Vous avez mis en oeuvre toute une série de mesures.

Tout à fait, nous avons offert différentes formations spécialisées avec divers fournisseurs, choisi de manière ciblée les personnes en charge de conduite pouret introduit une offre facultative pour les collaborateurs et collaboratrices, leur permettant quotidiennement de faire de la gymnastique durant les horaires de travail. De plus, nous avons installé un système de distribution d'eau, acquis de nouveaux vêtements de travail pour les collaborateurs/trices, organisé des évènements destinés à renforcer l'esprit d'équipe et introduit un système de bonus.
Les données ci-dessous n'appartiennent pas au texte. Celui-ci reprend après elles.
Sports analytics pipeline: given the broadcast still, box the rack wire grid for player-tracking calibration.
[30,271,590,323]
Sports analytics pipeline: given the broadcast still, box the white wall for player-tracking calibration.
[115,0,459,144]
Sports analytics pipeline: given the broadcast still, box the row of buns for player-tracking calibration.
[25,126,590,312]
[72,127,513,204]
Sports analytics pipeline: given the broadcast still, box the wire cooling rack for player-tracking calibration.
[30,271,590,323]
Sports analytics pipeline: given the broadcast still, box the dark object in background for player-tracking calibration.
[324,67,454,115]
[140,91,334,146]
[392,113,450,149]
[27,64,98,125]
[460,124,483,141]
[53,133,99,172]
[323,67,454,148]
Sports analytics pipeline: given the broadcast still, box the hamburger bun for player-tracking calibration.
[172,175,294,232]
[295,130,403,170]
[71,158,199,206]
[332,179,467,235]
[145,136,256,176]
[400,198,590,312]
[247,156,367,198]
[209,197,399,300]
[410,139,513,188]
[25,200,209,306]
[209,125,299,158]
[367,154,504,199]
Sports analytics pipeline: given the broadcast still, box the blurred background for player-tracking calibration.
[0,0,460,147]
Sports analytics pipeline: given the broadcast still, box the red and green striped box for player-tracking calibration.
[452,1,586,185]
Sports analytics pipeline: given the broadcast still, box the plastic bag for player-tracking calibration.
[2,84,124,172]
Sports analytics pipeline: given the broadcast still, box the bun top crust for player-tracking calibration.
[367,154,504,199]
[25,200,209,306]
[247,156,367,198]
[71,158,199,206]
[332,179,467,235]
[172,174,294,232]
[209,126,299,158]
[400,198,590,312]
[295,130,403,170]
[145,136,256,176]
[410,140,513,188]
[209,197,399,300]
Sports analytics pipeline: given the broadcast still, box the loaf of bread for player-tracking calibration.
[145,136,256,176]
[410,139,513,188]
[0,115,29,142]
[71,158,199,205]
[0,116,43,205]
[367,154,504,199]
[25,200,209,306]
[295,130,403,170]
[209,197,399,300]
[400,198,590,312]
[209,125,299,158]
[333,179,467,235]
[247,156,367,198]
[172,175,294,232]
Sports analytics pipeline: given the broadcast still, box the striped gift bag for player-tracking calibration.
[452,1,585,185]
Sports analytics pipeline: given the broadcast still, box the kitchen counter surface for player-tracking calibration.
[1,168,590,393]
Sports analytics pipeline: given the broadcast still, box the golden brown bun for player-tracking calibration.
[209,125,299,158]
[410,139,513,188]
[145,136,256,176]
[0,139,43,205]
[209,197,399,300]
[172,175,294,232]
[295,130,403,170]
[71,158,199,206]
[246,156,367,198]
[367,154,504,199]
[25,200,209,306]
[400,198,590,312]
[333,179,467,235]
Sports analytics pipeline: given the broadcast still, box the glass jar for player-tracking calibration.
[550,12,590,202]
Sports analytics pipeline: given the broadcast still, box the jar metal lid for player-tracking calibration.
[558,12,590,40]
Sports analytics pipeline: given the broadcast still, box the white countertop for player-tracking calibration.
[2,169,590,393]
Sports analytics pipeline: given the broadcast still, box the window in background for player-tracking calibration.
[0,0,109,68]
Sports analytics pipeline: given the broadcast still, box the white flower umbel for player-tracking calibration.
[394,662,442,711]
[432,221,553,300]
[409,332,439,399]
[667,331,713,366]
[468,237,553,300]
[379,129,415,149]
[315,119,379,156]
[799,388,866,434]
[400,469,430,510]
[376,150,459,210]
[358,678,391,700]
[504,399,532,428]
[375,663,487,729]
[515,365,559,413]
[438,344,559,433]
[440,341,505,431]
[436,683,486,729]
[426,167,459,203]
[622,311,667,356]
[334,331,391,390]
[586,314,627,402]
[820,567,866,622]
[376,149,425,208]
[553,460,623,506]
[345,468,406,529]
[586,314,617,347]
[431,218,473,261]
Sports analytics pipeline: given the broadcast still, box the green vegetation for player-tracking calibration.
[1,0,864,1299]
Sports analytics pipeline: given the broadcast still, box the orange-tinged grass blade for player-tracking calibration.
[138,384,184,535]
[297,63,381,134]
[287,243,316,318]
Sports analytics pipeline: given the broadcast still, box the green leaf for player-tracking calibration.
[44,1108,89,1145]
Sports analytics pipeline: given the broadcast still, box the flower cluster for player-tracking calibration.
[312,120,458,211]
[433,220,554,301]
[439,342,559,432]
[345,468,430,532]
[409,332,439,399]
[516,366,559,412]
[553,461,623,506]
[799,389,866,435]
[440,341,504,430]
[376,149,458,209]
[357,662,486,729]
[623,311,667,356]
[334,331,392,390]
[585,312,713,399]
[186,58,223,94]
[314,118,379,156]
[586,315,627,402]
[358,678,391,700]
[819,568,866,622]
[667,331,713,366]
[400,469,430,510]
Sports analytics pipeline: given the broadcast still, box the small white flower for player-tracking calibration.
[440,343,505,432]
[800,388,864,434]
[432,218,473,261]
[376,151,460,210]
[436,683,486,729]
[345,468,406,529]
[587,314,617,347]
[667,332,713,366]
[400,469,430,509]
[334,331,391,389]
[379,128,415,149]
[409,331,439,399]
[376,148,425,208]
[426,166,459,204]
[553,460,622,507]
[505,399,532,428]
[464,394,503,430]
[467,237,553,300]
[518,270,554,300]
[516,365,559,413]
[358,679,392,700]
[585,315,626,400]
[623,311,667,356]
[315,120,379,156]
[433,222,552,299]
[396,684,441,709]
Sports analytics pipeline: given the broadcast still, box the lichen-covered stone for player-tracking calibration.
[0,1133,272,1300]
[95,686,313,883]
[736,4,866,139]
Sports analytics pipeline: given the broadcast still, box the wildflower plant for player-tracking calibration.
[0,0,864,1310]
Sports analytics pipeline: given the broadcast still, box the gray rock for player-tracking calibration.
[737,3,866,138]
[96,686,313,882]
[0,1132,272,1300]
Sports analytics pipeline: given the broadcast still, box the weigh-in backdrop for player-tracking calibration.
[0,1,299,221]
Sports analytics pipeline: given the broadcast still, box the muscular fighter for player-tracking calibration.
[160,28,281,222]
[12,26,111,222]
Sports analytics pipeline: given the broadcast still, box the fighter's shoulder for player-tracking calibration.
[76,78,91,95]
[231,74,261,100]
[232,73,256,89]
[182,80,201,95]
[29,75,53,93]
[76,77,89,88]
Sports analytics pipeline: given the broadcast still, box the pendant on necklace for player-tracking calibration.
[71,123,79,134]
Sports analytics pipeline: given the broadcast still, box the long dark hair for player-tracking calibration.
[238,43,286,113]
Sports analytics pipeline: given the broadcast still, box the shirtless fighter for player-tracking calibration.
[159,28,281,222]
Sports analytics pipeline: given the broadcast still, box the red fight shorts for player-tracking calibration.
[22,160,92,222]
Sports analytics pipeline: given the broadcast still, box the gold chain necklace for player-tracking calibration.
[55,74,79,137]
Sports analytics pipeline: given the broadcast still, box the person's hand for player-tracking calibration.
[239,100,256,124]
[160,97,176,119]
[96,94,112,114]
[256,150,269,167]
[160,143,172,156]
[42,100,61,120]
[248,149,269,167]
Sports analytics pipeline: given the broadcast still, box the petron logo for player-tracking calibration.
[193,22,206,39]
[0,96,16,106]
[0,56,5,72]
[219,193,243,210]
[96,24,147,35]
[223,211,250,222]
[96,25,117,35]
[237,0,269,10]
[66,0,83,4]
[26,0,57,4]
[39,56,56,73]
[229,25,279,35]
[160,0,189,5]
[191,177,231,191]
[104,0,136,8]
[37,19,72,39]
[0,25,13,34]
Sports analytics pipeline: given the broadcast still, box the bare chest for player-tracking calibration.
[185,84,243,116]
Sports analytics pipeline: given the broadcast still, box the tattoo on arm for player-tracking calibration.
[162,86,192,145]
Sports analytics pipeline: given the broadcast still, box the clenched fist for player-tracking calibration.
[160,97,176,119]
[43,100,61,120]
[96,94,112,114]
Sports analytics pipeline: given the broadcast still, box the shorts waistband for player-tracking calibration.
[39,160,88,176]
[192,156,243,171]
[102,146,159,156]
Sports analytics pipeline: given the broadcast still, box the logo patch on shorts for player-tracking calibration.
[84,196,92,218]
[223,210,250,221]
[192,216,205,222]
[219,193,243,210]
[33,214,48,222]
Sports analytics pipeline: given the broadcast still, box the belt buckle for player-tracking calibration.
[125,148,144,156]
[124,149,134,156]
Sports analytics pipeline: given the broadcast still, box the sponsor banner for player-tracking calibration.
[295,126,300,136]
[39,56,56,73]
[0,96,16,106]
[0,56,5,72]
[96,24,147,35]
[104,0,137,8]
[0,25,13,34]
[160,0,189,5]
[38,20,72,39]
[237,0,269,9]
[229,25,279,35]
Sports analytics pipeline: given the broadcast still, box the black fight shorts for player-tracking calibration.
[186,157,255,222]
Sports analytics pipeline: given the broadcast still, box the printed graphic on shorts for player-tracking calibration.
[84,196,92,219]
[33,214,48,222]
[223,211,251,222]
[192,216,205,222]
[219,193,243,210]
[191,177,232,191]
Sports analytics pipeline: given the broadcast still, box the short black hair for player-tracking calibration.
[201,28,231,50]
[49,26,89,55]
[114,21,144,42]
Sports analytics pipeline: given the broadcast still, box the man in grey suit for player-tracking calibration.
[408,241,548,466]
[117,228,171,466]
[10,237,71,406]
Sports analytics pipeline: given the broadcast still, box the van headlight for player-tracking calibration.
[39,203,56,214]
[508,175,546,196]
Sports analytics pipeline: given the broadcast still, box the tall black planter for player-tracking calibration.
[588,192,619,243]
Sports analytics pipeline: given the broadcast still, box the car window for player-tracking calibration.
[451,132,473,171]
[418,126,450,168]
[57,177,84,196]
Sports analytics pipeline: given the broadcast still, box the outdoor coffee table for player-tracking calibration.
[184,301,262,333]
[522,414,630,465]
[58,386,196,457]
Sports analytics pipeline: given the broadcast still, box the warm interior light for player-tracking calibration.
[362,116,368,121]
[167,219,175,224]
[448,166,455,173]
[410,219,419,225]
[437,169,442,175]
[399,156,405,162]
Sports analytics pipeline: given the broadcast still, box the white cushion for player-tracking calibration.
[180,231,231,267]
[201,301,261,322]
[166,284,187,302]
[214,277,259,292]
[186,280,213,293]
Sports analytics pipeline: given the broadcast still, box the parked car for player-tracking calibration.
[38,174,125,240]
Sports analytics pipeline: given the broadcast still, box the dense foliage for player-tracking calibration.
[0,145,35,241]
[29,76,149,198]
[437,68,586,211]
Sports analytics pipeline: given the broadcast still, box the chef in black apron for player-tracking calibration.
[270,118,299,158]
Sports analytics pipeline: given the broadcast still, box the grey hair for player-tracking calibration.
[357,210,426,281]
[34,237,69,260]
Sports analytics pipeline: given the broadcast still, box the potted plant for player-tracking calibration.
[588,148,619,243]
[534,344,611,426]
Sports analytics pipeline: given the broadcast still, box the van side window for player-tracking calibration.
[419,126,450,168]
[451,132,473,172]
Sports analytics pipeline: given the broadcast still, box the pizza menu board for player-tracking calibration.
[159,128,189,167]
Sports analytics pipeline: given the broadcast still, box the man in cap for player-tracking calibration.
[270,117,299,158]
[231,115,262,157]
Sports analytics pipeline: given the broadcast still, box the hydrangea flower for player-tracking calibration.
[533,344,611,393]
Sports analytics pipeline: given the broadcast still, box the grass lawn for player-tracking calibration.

Si quelqu'un n'a pas eu d'absence due à la maladie pendant un mois, il ou elle reçoit une demi-journée de vacances supplémentaire l'année suivante, soit jusqu'à sixjours de vacances de plus par an.

Qu'est-ce qui est décisif lors de la mise en oeuvre?

Toutes ces mesures ne fonctionnent pas d'elles-mêmes. Il faut s'y atteler en permanence et les rafraîchir régulièrement avec de nouveaux éléments, afin que l'effet soit durable. De plus, elles mettent du temps à être efficaces. Il ne faut pas s'attendre à ce qu'un tel processus soit terminé en une année, et que tout fonctionne ensuite comme sur des roulettes.

Quelles attentes avait la direction?

Elle espérait que cet investissement dans la santé des collaborateurs/trices génère une baisse du taux d'absence, qui représente un facteur de coûts non négligeable. La direction attendait également des collaborateurs/trices qu'ils s'enthousiasment pour nos produits et voulait aussi promouvoir la loyauté.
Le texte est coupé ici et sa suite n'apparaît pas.